Leutheusser-Schnarrenberger: "Seehofer will auf der Sarrazin-Welle surfen"
Ein besonderes Augenmerk müsse allerdings den Zwangsehen gelten, sagte Leutheusser-Schnarrenberger der Zeitung weiter. Zwangsverheiratung sei ein strafbares Verhalten. "Hier werden wir eine bessere gesetzliche Handhabe schaffen." Regierungssprecher Steffen Seibert hatte am Montag mitgeteilt, dass am Mittwoch kommender Woche mehrere Neuregelungen im Zuwanderungsrecht beschlossen werden sollen.
An Seehofer übte Leutheusser-Schnarrenberger heftige Kritik. "Der CSU-Chef will hier offenbar auf der Sarrazin-Welle surfen", sagte die Justizministerin. Der bayerische Ministerpräsident suche "nach einem Thema zur persönlichen Profilierung".
Die Politik will härter gegen "Integrationsverweigerer" vorgehen. Das Bundesamt für Migration und Flüchtlinge nennt erste Fakten und beziffert die Zahl der Menschen, die trotz einer entsprechenden Verpflichtung nicht oder nur teilweise an Integrationskursen teilnehmen, mit 10 bis 20 Prozent. "Betrachtet man die Zahl der verpflichteten Kursteilnehmer, die einen Kurs nicht zu Ende führen, liegt diese bei zirka zehn Prozent", sagte die Sprecherin des Amtes, Rochsana Soraya, der in Halle erscheinenden "Mitteldeutschen Zeitung". "Rund 20 Prozent der zur Teilnahme Verpflichteten haben den Integrationskurs nicht begonnen." Allerdings lasse sich die Zahl der Personen, die einen Integrationskurs tatsächlich abbrechen, nicht abschließend beziffern. Dies liege unter anderem daran, dass die Kurse aus unterschiedlichen Modulen bestünden.
In der Debatte um eine stärkere Zuwanderung ausländischer Fachkräfte sprach sich Bundesarbeitsministerin Ursula von der Leyen (CDU) unterdessen erneut für eine stärkere Zuwanderung ausländischer Fachkräfte aus. "Wir müssen ganz konkret werben, dass die Besten in unser Land kommen", sagte von der Leyen am Montag im "heute journal" des ZDF. Von der Leyen wies darauf hin, dass überall auf der Welt hochqualifizierte Fachkräfte umworben würden. "Das heißt: Wir müssen uns darum kümmern, dass sie hier willkommen sind", sagte sie. "Mir ist wichtig, dass wir nicht jeden ins Land lassen sondern schauen, wer passt zu uns", fügte die Ministerin hinzu.
Bayerns Innenminister Herrmann kritisiert die Wirtschaft
Die Ministerin widersprach dem CSU-Vorsitzenden Seehofer.

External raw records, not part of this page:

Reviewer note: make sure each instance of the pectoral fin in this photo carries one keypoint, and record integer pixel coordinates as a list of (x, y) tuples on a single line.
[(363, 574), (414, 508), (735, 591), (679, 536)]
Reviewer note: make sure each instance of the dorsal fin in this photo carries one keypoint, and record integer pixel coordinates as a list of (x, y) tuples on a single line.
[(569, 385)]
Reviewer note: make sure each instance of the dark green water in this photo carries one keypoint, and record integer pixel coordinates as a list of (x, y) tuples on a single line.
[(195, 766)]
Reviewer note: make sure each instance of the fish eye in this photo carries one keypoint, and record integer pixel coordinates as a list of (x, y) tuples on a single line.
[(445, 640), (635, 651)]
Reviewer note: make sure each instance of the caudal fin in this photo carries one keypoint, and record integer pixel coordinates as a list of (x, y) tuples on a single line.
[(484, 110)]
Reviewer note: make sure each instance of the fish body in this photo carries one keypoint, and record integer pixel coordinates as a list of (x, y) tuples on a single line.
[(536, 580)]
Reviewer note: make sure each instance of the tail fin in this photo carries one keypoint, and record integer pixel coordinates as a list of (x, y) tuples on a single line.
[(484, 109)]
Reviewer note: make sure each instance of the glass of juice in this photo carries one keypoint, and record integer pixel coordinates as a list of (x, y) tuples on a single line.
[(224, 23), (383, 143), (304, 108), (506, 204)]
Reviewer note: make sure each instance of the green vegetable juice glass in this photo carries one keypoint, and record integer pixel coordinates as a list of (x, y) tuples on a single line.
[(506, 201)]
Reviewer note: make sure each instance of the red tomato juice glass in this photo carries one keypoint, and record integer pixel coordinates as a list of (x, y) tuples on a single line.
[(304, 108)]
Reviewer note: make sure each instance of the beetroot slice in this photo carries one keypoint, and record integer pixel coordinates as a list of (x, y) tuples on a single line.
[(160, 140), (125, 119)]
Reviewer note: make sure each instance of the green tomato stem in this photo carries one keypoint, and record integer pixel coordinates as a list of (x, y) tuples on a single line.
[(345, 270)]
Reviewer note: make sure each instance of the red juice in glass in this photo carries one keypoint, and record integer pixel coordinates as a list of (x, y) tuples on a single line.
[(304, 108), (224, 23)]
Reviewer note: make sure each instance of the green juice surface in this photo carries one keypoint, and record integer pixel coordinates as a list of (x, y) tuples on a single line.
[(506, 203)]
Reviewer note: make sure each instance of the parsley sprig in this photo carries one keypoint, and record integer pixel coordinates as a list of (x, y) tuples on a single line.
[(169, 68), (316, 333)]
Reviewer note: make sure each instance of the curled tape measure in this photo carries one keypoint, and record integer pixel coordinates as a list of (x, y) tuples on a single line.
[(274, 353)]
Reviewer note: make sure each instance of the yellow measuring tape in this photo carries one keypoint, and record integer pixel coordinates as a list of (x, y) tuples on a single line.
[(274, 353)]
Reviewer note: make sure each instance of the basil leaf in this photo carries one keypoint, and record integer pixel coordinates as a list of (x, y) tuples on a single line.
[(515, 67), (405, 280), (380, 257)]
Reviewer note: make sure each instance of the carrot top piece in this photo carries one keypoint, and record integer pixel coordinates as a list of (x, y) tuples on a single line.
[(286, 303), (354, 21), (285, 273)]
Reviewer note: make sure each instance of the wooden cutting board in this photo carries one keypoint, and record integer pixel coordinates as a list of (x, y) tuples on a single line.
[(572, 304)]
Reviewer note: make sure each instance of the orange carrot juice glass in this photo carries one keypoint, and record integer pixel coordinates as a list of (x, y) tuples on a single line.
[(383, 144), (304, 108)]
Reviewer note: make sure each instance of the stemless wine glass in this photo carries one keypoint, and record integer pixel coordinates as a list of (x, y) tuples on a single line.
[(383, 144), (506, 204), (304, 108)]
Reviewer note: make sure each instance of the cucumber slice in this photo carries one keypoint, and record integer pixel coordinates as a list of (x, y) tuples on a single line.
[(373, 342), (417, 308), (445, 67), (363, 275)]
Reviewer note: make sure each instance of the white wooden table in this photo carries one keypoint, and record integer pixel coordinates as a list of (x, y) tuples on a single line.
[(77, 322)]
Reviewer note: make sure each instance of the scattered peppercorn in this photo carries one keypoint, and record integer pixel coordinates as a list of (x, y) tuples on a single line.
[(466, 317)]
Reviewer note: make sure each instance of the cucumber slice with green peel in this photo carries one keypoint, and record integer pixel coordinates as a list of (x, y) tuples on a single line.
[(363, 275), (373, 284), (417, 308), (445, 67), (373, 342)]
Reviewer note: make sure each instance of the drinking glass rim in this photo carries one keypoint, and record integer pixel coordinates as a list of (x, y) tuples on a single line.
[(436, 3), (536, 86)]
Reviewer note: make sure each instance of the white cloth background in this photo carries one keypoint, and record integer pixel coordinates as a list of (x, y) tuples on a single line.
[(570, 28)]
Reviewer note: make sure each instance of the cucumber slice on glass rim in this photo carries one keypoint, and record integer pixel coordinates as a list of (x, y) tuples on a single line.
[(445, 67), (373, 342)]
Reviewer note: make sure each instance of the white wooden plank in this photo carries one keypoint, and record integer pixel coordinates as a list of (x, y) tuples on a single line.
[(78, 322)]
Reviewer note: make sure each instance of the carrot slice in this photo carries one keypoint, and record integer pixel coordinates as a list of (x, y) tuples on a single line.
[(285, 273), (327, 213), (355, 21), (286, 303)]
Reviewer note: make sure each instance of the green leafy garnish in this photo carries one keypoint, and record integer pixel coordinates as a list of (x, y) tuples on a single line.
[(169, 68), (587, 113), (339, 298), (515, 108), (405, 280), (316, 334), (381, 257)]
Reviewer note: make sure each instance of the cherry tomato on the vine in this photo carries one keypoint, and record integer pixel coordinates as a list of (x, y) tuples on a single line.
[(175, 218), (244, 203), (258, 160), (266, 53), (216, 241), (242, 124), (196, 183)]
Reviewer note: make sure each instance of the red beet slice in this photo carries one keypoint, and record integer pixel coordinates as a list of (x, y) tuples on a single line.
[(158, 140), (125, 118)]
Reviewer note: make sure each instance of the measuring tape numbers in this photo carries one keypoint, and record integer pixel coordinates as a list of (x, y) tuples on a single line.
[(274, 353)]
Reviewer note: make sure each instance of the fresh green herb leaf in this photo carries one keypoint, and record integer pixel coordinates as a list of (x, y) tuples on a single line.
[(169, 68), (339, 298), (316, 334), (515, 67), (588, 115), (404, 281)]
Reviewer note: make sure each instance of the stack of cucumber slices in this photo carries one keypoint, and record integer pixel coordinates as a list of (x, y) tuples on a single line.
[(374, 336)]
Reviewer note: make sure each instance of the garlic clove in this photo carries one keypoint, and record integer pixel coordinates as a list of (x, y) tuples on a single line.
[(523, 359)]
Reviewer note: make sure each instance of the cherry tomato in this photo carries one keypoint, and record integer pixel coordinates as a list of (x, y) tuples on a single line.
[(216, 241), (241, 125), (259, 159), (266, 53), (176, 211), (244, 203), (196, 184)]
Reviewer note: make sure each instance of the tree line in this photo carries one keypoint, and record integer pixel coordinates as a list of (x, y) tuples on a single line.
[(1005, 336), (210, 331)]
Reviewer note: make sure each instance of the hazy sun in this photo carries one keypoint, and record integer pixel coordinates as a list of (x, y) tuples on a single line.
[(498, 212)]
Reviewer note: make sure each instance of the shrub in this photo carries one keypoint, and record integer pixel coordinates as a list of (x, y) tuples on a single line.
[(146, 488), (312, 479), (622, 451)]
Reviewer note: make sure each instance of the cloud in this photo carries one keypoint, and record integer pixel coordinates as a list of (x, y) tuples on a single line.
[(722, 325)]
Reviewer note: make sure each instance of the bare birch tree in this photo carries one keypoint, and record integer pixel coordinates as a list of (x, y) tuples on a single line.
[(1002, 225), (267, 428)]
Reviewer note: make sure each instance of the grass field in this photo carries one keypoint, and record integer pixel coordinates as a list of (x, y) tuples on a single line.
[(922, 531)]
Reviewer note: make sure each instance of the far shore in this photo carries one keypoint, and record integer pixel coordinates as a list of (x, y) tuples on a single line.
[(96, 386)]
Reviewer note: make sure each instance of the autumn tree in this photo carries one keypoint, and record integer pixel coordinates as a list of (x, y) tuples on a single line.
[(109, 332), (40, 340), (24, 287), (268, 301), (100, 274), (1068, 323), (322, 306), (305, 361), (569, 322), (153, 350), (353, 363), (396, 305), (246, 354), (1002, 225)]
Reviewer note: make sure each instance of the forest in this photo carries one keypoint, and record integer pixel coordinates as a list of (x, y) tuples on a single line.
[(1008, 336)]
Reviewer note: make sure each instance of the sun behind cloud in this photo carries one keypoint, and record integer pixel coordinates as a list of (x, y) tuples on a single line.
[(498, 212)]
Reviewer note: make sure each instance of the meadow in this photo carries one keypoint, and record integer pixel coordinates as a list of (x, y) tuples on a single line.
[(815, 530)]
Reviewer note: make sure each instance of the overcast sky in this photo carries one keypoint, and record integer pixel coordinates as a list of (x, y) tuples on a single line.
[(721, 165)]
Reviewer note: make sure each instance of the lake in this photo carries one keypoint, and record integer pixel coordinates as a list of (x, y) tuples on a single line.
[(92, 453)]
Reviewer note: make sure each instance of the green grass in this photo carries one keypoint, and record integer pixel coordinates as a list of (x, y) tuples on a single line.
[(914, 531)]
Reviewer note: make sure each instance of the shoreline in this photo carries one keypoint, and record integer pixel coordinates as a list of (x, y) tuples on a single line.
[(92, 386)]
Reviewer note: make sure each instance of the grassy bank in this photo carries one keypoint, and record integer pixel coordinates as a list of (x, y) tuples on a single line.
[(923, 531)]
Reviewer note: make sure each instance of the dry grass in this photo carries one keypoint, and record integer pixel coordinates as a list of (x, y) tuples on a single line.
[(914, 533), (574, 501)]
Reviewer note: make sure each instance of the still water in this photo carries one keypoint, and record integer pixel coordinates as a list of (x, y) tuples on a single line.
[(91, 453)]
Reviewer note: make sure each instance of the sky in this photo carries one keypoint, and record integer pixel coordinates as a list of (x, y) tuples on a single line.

Fachkräfte seien auch dann willkommen, wenn sie einen arabischen oder muslimischen Hintergrund haben: "Sie können aus allen Ländern kommen, wenn sie die Sprache beherrschen, wenn sie bereit sind, das Land voranzubringen. Wenn sie die Berufe haben, den Bildungsstand haben, den wir hier brauchen", sagte sie. Zugleich betonte sie, dass sie im Ziel mit Seehofer vollständig einig sei.
Zu wenige kommen nach Deutschland - und die Verantwortung dafür liegt nach Ansicht von Bayerns Innenminister Joachim Herrmann (CSU) auch bei der Wirtschaft: Statt über Fachkräftemangel und mangelnde Zuwanderung zu klagen, müsse sich die Wirtschaft zuallererst selbst anstrengen, die Abwanderung deutscher Arbeitskräfte ins Ausland zu verhindern. "Es geht hier ganz offensichtlich nicht um ein Problem des deutschen Ausländerrechts oder der Politik, sondern um die Attraktivität der Arbeits- und Einkommensbedingungen", sagte Herrmann der "Passauer Neuen Presse".
Der Innenminister mahnte, "hierüber sollten manche deutschen Firmen einmal nachdenken. Es ist doch Unsinn, sehenden Auges deutsche oder europäische Spitzenkräfte nach Amerika abwandern zu lassen und für sie dann billigeren Ersatz aus Asien zu importieren." Mit Lohndumping könne niemand in Deutschland gehalten werden. Herrmann begrüßte zudem die Pläne der Bundesregierung, die Anerkennung ausländischer Berufsabschlüsse in Deutschland zu erleichtern. Dies sei ein zentraler Punkt, um den Fachkräftebedarf in Deutschland zu befriedigen, sagte der CSU-Politiker und mahnte, auch die 23 Millionen Arbeitslosen in den anderen EU-Mitgliedsstaaten nicht zu vergessen. Auch unter ihnen gebe es zahlreiche Fachkräfte. "Solange wir dieses ganze Potential nicht aktiviert und ausgeschöpft haben, brauchen wir über eine zusätzliche oder erleichterte Zuwanderung von Fachkräften aus anderen Kontinenten gar nicht zu reden."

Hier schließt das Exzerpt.